Homeschoolers remember the story of the Animal School:
Once upon a time, the animals got together to form a school so that all their offspring would be well educated. First, they set standards so that all the students would receive a uniform, quality education. Then they set up their programs: flight class, climbing class, running class, singing class.
The animal parents were soon dismayed to find out that their beloved child was struggling in some classes and met qualifications for an IEP. The school psychologist informed:
-the eagle parents that while their eaglet had some hope of improvement in singing class with more tutoring, he was experiencing a statistically significant level of disability in running and climbing
-the deer parents that their fawn was struggling in all areas except running (an area he appeared to have some mastery)
-the cheetah parents that their cub had difficulty waiting on the rest of the students in running class and would need special compensations in singing and flying
All children have areas that are weaknesses. It could be spelling or math or art or attention or coordination. While we all have to work to make certain our homeschoolers learn to conquer, cope, or compensate for those weaknesses, we would do well to avoid making the weaknesses the main focus of our attention.
Instead, it is wise for homeschooling parents to help their child discover and develop his/her strengths and giftings.
So avoid having your own animal school by:
1) Enrich your child's experiences with creative, out-of-the box field trips
In my 20+ years of homeschooling, my kids and I (and usually our co-op or support group) have taken field trips to historic sites, wastewater treatment plants, plays, dress rehearsals for operettas, museums, dams, apple farms, state parks, beaches, big cities, re-enactments, concerts, film festivals and more. Some grossed the kids out, others were ho-hum, but some inspired my kids to explore more.

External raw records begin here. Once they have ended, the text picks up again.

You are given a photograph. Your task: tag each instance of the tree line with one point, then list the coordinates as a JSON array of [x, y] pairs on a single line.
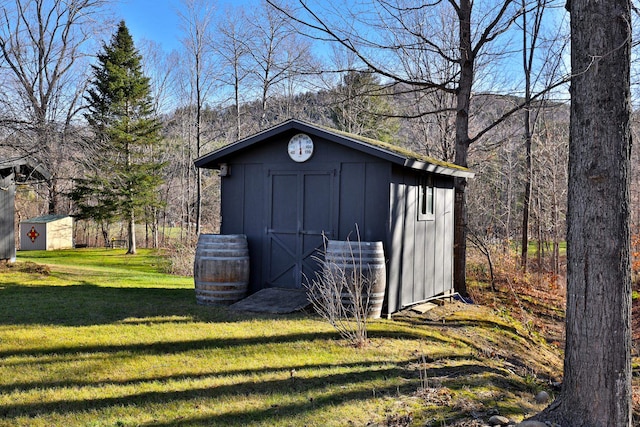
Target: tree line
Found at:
[[478, 83]]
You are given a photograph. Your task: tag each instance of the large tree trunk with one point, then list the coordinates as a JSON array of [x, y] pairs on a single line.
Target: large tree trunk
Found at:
[[597, 367], [463, 100], [132, 233]]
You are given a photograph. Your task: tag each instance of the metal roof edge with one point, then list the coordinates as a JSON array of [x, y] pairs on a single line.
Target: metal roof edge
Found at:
[[384, 150]]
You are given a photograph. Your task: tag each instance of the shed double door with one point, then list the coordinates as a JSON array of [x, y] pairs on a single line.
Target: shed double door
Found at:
[[299, 206]]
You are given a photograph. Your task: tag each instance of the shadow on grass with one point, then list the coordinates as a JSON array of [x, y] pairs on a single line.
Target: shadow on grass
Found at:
[[318, 392], [87, 304]]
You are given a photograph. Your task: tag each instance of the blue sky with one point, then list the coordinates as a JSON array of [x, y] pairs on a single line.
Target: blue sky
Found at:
[[157, 20], [154, 20]]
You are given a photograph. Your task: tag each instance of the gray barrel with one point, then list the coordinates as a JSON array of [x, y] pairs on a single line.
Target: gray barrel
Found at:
[[360, 265], [221, 268]]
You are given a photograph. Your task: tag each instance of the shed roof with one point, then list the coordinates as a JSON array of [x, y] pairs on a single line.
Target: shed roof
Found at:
[[27, 166], [380, 149], [45, 219]]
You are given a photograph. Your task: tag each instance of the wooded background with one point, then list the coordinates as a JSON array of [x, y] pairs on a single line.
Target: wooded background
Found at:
[[240, 70]]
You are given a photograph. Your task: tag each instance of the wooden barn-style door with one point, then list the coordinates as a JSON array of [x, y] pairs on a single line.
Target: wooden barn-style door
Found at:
[[299, 211]]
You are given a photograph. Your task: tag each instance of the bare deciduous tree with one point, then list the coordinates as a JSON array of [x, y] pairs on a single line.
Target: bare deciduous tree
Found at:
[[596, 390]]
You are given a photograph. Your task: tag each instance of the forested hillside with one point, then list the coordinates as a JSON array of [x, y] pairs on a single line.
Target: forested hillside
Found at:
[[241, 70]]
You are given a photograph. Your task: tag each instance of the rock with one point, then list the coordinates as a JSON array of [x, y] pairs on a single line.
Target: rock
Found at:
[[542, 397], [498, 420], [531, 424]]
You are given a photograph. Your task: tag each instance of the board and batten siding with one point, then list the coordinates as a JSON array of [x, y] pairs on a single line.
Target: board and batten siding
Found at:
[[421, 266], [7, 218]]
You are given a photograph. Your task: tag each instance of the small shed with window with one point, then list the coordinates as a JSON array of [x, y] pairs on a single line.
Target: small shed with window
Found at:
[[288, 186], [46, 233], [13, 171]]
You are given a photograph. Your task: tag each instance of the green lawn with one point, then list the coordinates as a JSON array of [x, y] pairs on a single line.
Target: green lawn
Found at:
[[104, 339]]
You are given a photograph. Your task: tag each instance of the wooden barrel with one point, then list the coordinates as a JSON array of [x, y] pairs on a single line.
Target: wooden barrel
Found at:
[[221, 268], [361, 266]]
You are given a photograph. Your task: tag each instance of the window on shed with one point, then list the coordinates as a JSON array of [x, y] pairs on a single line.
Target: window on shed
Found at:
[[426, 198]]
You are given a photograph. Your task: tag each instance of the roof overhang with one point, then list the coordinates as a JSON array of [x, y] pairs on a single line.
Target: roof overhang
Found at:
[[382, 150]]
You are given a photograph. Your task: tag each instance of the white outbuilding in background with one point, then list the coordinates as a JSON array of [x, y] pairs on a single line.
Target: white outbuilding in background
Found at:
[[46, 233]]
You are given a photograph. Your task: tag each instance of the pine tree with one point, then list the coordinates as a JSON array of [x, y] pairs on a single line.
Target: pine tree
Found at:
[[123, 176]]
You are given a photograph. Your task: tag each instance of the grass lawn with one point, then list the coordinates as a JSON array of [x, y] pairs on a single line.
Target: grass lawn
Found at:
[[99, 338]]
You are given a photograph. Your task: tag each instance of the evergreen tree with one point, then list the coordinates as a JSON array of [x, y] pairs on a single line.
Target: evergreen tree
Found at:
[[123, 177]]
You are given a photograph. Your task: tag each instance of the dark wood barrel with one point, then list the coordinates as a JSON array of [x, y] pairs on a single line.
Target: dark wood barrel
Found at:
[[221, 268], [353, 260]]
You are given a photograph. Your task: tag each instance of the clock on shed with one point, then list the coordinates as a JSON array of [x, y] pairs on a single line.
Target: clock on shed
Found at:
[[300, 147]]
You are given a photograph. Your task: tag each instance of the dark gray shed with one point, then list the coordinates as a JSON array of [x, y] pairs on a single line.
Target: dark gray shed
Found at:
[[14, 170], [287, 186]]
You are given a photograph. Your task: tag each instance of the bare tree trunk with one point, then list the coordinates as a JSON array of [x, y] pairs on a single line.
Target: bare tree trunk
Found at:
[[462, 147], [597, 367], [132, 233]]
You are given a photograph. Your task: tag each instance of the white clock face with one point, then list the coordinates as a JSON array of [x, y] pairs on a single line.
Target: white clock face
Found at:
[[300, 147]]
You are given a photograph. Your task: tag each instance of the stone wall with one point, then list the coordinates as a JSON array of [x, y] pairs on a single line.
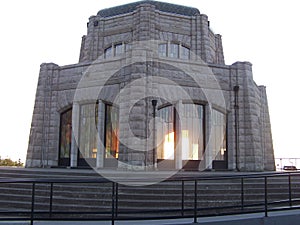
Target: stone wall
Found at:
[[248, 130]]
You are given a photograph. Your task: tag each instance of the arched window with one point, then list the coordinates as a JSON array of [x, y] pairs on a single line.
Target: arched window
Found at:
[[88, 131], [192, 132], [165, 134], [218, 135], [111, 132], [65, 138]]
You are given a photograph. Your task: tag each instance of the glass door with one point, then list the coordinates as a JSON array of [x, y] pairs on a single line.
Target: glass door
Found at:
[[65, 138], [166, 138], [111, 136]]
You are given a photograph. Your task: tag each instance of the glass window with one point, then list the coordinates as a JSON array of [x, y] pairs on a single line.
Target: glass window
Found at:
[[118, 49], [111, 132], [192, 132], [88, 132], [65, 134], [162, 50], [185, 52], [174, 50], [128, 46], [165, 133], [108, 53], [218, 135]]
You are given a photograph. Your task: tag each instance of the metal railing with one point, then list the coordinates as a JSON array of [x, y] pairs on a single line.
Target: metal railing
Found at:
[[189, 204]]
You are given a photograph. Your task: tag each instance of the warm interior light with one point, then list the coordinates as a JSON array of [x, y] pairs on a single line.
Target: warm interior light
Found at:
[[188, 152], [195, 152], [169, 146], [185, 144], [223, 151], [94, 153]]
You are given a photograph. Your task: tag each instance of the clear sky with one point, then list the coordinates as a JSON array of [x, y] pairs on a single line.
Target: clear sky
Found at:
[[264, 32]]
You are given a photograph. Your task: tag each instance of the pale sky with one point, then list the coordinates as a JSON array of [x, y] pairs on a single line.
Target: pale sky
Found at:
[[263, 32]]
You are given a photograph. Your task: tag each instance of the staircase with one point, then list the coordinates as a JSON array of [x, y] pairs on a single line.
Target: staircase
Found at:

2) Study something unusual
If you only cover the 3R's, you may miss a gifting in your child that is waiting to be developed. My oldest son discovered his love of philosophy from a workbook his grandmother sent him, my 3rd son discovered his love of filmmaking as he watch a gazillion historical-fiction films with his history-buff next oldest brother, my second son and daughter learned to love cooking from my friend, Lois, who taught them the ropes in co-op.
3) Explore any interest
If a child expresses an interest or shows a gifting in any area, make the development of the interest/gift part of your homeschool curriculum. When in high school, my daughter developed a passion for photography, we had her take classes at the local community college. My son who loves making music (well, ALL my kids love to make music), develops that gift by playing in 2 praise bands, singing in homeschool choir, playing with his friends and siblings, and taking courses like History of Rock.
As your child explores, he'll probably discard some interests (mine discarded karate) and gradually clarify what he/she wants to do. These clarified gifts and interests may lead to career choices. Better to explore many things ahead of time than to send them off to college clueless.
4) Do some active Career Exploration
I have my high schoolers do my Career Exploration Workbook and (free) Career Exploration Questionnaire.
I developed these years ago based on my work as a counselor (I do a fair amount of career counseling). I wanted my kids to have a Godly look at gifts, talents, experiences, values, and interests- and seeking God's will and direction. These are the topics I included in the workbook.
It seems to me that kids make the best choices about college major and/or career if they understand what God has put inside them, how to value their experiences, how to seek His guidance, and how to choose priorities. Career Exploration Workbook and Career Exploration Questionnaire help a high schooler do this.